Ces créatures non humaines faisaient partie des races originaires de la Bordure Intérieure. Ils étaient dotés d’une adresse hors du commun, et avaient atteint leur ère spatiale quelques siècles après l’humanité. Quand celle-ci entama sa colonisation des mondes de la Bordure, les Hommes-Panthères occupaient déjà plusieurs petites planètes. Après une période de tension, les chefs d’Azul s’étaient soumis à l’autorité de l’Empire mérildien qui, plus tard, avait cédé une partie des terres occupées par les clans d’Azul au Conglomérat androsien. En tant que Xénos, ils étaient souvent mal considérés par la population des colonies mais, dans l’absolu, ils s’étaient plutôt bien intégrés. Comme en témoignait leur présence sur un monde de l’Empire végan. Ils avaient assimilés la culture et la technologie humaine avec une étonnante facilité. Ainsi que la langue, comme put s’en rendre compte Raven quand sa pilote déclara :
- Bienvenue à bord du « Rabatteur », Humain. Je me nomme Ludya. Goffrid nous a demandé de vous conduire à l’abri pour un temps.
Il passa une main dans ses cheveux ébouriffés et tenta d’essuyer la boue séchée qui maculait son visage en demandant :
- A-t-il pu dérouter les gardes qui étaient à ma poursuite ?
La femme-panthère ne répondit pas. Raven comprit qu’il ne pourrait jamais rembourser sa dette. Il ne connaissait pas très bien le vieil espion, mais il se promit que quelqu’un paierait pour sa disparition.
- Quelle est notre destination ? demanda-t-il. - Chez nous, conclut simplement la Xéno.
oooOOOooo
Système Ordell – Nova Llendis, Colonie androsienne – Territoire du Clan Fellnyr – Un mois plus tard.
La pluie tombait sur la cité azuléenne construite sur une île artificielle au centre d’un immense lac aux eaux sombres et agitées de remous. L’orage durait depuis plusieurs jours déjà. À l’origine cette ville était un module de colonisation des Hommes-Panthères. Raven avait renoncé à tenter de prononcer le nom de leur race. Ces structures étaient trop vastes pour atterrir sans risque. Aussi les premiers colons avaient-ils l’habitude de les poser sur l’eau, avant de leur permettre de se déployer en véritables bases d’exploration, qui s’étoffaient jusqu’à devenir des villes flottantes d’acier et d’exo-alliage.

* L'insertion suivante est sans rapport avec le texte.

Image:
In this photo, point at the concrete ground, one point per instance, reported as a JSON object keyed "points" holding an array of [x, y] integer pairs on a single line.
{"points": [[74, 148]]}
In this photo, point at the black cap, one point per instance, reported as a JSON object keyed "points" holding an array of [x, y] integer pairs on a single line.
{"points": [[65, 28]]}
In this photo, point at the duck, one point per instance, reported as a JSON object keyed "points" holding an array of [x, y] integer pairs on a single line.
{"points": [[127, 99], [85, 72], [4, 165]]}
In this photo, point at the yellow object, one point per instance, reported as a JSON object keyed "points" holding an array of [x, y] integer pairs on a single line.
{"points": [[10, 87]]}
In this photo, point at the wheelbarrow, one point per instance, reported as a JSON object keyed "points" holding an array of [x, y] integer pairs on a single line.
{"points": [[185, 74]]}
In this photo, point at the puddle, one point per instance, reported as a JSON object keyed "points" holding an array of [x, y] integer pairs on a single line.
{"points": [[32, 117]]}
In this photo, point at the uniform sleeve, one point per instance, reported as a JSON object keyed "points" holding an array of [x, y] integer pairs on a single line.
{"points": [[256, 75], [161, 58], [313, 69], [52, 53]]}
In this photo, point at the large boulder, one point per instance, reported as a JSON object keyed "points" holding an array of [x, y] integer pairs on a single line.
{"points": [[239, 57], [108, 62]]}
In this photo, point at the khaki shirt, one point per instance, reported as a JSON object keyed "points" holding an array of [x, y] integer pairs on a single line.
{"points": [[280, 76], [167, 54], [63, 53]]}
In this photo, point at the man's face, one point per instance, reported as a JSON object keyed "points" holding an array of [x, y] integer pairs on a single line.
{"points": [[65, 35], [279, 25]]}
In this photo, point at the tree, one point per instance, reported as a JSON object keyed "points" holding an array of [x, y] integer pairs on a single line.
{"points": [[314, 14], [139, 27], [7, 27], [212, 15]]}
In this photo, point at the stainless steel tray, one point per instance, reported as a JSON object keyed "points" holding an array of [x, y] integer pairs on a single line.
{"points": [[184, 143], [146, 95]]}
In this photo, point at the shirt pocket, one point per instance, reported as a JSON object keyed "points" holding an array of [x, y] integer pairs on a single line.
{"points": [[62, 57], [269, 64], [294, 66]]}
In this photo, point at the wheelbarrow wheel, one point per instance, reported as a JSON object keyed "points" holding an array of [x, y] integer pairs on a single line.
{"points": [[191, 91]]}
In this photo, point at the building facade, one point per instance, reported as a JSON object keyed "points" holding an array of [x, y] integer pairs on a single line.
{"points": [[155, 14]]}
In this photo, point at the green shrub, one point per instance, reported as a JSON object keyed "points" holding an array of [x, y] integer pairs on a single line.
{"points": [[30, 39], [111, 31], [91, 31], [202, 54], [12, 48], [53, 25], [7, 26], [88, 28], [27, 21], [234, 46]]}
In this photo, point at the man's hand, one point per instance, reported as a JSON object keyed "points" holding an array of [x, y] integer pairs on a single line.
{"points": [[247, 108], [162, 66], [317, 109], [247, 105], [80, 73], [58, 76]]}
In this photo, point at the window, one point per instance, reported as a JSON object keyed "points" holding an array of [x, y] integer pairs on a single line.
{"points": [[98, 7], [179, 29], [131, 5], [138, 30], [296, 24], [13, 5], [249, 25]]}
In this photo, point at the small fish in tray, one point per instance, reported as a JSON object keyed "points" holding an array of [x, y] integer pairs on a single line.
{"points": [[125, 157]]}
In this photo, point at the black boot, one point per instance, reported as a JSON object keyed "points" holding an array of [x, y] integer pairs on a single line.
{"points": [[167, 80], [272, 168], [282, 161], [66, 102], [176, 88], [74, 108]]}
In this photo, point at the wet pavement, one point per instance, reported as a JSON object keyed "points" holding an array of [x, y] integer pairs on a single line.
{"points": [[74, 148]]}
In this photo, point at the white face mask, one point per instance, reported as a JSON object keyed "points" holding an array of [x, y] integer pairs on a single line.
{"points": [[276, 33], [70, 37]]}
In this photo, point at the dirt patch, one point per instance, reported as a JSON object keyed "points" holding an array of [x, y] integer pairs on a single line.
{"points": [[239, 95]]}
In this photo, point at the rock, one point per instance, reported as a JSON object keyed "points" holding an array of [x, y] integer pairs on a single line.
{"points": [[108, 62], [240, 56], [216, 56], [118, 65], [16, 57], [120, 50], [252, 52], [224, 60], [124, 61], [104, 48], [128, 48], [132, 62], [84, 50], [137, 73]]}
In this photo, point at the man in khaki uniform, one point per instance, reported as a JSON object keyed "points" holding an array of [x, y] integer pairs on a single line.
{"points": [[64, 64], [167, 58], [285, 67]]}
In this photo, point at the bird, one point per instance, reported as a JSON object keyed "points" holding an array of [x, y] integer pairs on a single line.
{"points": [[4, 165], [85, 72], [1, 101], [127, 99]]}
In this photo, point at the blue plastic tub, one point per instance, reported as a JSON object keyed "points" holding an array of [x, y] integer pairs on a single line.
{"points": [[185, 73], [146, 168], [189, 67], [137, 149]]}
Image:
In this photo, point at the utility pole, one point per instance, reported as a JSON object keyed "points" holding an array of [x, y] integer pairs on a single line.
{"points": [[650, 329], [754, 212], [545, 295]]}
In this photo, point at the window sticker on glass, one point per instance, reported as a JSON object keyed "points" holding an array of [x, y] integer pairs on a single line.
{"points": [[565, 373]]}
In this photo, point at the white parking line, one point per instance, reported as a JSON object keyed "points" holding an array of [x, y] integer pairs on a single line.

Depuis la fenêtre de la chambre qu’on lui avait attribuée, Raven pouvait s’abîmer dans la contemplation des vagues qui venaient lécher, loin en contrebas, le vaste espace consacré au port. Il poussa un soupir mais aucune buée ne se forma sur la vitre chaude qui le protégeait des éléments. Dans la pièce au mobilier sommaire, le temps passait lentement. Et il ne pouvait songer qu’à ses projets de vengeance. Certes, il était à l’abri des agents du Royaume galactique ici, et les Hommes-Panthères le traitaient presque comme l’un d’eux. Il avait même rencontré quelques habitants humains de la cité. Mais il lui faudrait bientôt regagner le vaste univers. Les Androsiens n’en avaient pas fini avec lui, comme en témoignait la lettre négligemment jetée sur une petite table. Ils réclamaient son aide en retour de celle de Goffrid. Et Raven ne pouvait espérer s’y soustraire. Sauf s’il tenait à se mettre toute la galaxie à dos.
La porte coulissa soudain, et Ludya entra sans un bruit. Elle tenait un paquet long et fin. Il était toujours stupéfait de la facilité avec laquelle les Azuléens se montraient discrets. Il comprenait facilement pourquoi le Conglomérat les engageait dans ses troupes spéciales.
La femme-panthère s’approcha et lui tendit le colis. Il ôta le film de protection et dévissa le cylindre métallique qu’il contenait. Il fit glisser dans sa main sa canne-épée dotée d’un nouvel étui. Un travail remarquable.
- L’artisan a dépassé mes attentes, dit-il en dénudant la lame qui étincela un instant dans la lumière artificielle. - Maintenant tu es prêt, répondit Ludya.
Raven sentit que ce n’était pas une question. Il n’y avait pas de réponse à donner. Il se leva, fit tournoyer sa canne, et sortit.